Panel Which Oversees Foreign Investment Gains Importance For Many

By Cliff Montgomery – Mar. 31st, 2018

Why conquer a nation by force when you can simply buy its companies?

It is the little-discussed, inherent weakness of capitalism: The system works like a game, and whoever owns the ball controls that game.

If those purchasing the ball have a potential grudge against your people, who knows what fresh twists or changes to the rules will occur that ensure the new owners win – and that you lose?

That has long been the leading concern of the Committee on Foreign Investment in the United States (CFIUS), a federal inter-agency panel.

With international tensions now at a fever pitch, for many the work of the Committee has taken on an added significance.

Below, the American Spark quotes the entire summary of an eye-opening report on the panel recently published by the Congressional Research Service:

The Committee on Foreign Investment in the United States (CFIUS) is an interagency body comprised of nine Cabinet members, two ex officio members, and other members as appointed by the President, that assists the President in overseeing the national security aspects of foreign direct investment in the U.S. economy.

“While the group often operated in relative obscurity, the perceived change in the nation’s national security and economic concerns following the September 11, 2001, terrorist attacks and the proposed acquisition of commercial operations at six U.S. ports by Dubai Ports World in 2006 placed CFIUS’s review procedures under intense scrutiny by Members of Congress and the public.

“Prompted by this case, some Members of Congress questioned the ability of Congress to exercise its oversight responsibilities given the general view that CFIUS’s operations lacked transparency.

“The current CFIUS process reflects changes Congress initiated in the first session of the 110th Congress, when the House and Senate adopted S. 1610, the Foreign Investment and National Security Act of 2007 (FINSA).

“In the 115th Congress, various measures have been introduced that could have broad implications for CFIUS’s operations and activities.
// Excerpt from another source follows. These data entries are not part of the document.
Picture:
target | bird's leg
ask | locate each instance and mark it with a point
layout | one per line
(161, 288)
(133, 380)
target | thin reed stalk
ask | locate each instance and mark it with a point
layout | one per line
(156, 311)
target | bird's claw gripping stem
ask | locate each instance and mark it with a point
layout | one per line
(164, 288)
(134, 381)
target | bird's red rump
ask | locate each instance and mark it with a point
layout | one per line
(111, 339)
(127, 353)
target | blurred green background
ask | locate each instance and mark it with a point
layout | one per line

“Generally, efforts to amend CFIUS have been spurred by a specific foreign investment transaction that raised national security concerns. Despite various changes to the CFIUS statute, some Members and others are questioning the nature and scope of CFIUS’s reviews.

“The CFIUS process is governed by statute that sets a legal standard for the President to suspend or block a transaction if no other laws apply and if there is ‘credible evidence’ that the transaction threatens to impair the national security, which is interpreted as transactions that pose a national security risk.
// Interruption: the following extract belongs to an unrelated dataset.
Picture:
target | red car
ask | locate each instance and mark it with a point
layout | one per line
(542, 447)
“The U.S. policy approach to international investment traditionally has been to establish and support an open and rules-based system that is in line with U.S. economic and national security interests. [But] The current debate over CFIUS reflects long standing concerns about the impact of foreign investment on the economy and the role of economics as a component of national security.
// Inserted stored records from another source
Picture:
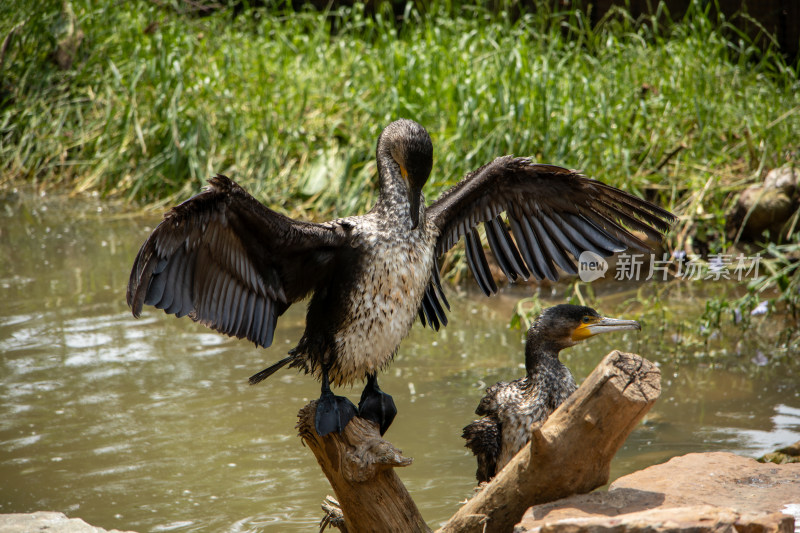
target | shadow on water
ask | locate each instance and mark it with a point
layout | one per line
(150, 425)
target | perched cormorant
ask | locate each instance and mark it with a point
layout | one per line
(234, 265)
(510, 407)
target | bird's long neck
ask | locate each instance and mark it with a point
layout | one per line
(540, 350)
(393, 199)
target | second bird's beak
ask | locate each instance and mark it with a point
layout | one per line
(603, 325)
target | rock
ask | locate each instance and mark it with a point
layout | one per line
(789, 454)
(784, 179)
(49, 522)
(694, 519)
(749, 497)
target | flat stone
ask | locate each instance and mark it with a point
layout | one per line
(748, 491)
(694, 519)
(47, 522)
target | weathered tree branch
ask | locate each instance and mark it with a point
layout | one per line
(571, 452)
(359, 465)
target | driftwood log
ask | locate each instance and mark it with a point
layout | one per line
(570, 453)
(359, 465)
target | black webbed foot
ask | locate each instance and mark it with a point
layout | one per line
(376, 405)
(333, 412)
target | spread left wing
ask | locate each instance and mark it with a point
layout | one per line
(552, 213)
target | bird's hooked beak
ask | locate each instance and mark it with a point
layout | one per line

“Some Members question CFIUS’s performance and the way the Committee reviews cases involving foreign governments, particularly with the emergence of state-owned enterprises.

“Some policymakers have suggested expanding CFIUS’s purview to include a broader focus on the economic implications of individual foreign investment transactions and the cumulative effect of foreign investment on certain sectors of the economy or by investors from individual countries.

“Changes in U.S. foreign investment policy have potentially large economy-wide implications, since the United States is the largest recipient and the largest overseas investor of foreign direct investment.

“To date, only four investments have been blocked by previous Presidents, although proposed transactions may have been terminated by the firms involved in lieu of having a transaction blocked.

“President Obama used the FINSA authority in 2012 to block an American firm, Ralls Corporation, owned by Chinese nationals, from acquiring a U.S. wind farm energy firm located near a DOD facility and to block a Chinese investment firm in 2016 from acquiring Aixtron, a Germany-based firm with assets in the United States.

“In 2017, President Trump blocked the acquisition of Lattice Semiconductor Corp. by the Chinese investment firm Canyon Bridge Capital Partners. In 2018, he blocked the acquisition of Qualcomm by Broadcom.”